My mother was a special case. between 2002 and 2004, my mother got both her legs amputated. But she was dead set against going to a nursing home (because M'Dear only lasted 6 months in there and then she died unfourtunately) My mom was afraid--and I was too-- that she'd go to a nursing home and die. So between 1998--when my mother started to have recurring illness--until 2008, I was her primary caregiver. Every day during the week though, a caregiver would come in during the day for a couple of hours and cook and clean. And for the other 20 hours of the day, I was pretty much on call. ALL the TIME. So for about ten years I took care of my mother. From the time I was twelve till about 21. My mother died eight days before my 22nd birthday. She was 57. That's not too old...

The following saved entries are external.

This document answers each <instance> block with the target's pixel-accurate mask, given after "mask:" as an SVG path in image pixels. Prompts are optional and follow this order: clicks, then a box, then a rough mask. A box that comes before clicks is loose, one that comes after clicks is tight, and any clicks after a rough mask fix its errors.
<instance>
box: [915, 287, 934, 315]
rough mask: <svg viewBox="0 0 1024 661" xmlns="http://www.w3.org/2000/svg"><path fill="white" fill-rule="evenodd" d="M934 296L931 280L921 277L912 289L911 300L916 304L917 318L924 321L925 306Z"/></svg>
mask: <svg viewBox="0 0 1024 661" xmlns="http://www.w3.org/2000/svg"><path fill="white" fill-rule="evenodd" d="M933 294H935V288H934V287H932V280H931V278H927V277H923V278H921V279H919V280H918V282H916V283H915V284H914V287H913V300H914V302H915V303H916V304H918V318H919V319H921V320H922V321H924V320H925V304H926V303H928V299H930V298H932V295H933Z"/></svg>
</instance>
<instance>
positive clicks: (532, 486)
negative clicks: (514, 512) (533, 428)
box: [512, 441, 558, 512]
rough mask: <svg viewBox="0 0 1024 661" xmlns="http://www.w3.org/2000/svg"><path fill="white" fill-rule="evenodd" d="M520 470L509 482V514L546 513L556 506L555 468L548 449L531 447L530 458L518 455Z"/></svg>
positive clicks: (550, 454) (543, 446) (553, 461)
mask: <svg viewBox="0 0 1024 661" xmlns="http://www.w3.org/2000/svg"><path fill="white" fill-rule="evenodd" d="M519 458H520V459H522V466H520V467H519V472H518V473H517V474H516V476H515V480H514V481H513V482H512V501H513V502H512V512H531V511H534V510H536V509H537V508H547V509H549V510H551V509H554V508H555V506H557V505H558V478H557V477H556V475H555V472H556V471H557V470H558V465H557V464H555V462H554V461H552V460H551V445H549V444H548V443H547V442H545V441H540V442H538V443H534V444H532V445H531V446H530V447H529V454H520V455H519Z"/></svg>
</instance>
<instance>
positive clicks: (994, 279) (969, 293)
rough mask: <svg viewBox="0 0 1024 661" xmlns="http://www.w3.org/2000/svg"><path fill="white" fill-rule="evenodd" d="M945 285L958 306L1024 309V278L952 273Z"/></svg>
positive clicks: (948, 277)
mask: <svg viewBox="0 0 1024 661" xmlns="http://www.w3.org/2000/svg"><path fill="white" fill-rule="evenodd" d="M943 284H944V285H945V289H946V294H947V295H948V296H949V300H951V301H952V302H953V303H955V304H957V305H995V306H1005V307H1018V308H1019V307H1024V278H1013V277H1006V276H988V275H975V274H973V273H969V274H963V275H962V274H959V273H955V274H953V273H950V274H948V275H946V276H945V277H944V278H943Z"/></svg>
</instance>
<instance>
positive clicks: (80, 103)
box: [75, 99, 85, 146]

That's three different types of care. Full on nursing, the independent care and then the in home caregiving.

Unfourtunaltey my mother, aunt and grandmother all died. But that's the care they recieved. Not trying to scare anyone off. (And I took damn good care of my mother! I've had dozens of people ask me if I've wanted to go into nursing because I did so well. I'd rather write books. LOL)



Wow, being the primary caregiver is hard but for a teen-that must have been even harder.

I know what you are talking about in terms of the retirement community. My grandmother lived in one for over ten years or so. She had her own 2 bedroom apartment-but there were people who would do her housekeeping for her. She could either cook for herself or there was a dinning hall if she wanted it. It was a very nice place. I know my grandmother was very happy there. In fact, I think there is some talk about creating a memorial garden in my grandmother's name there.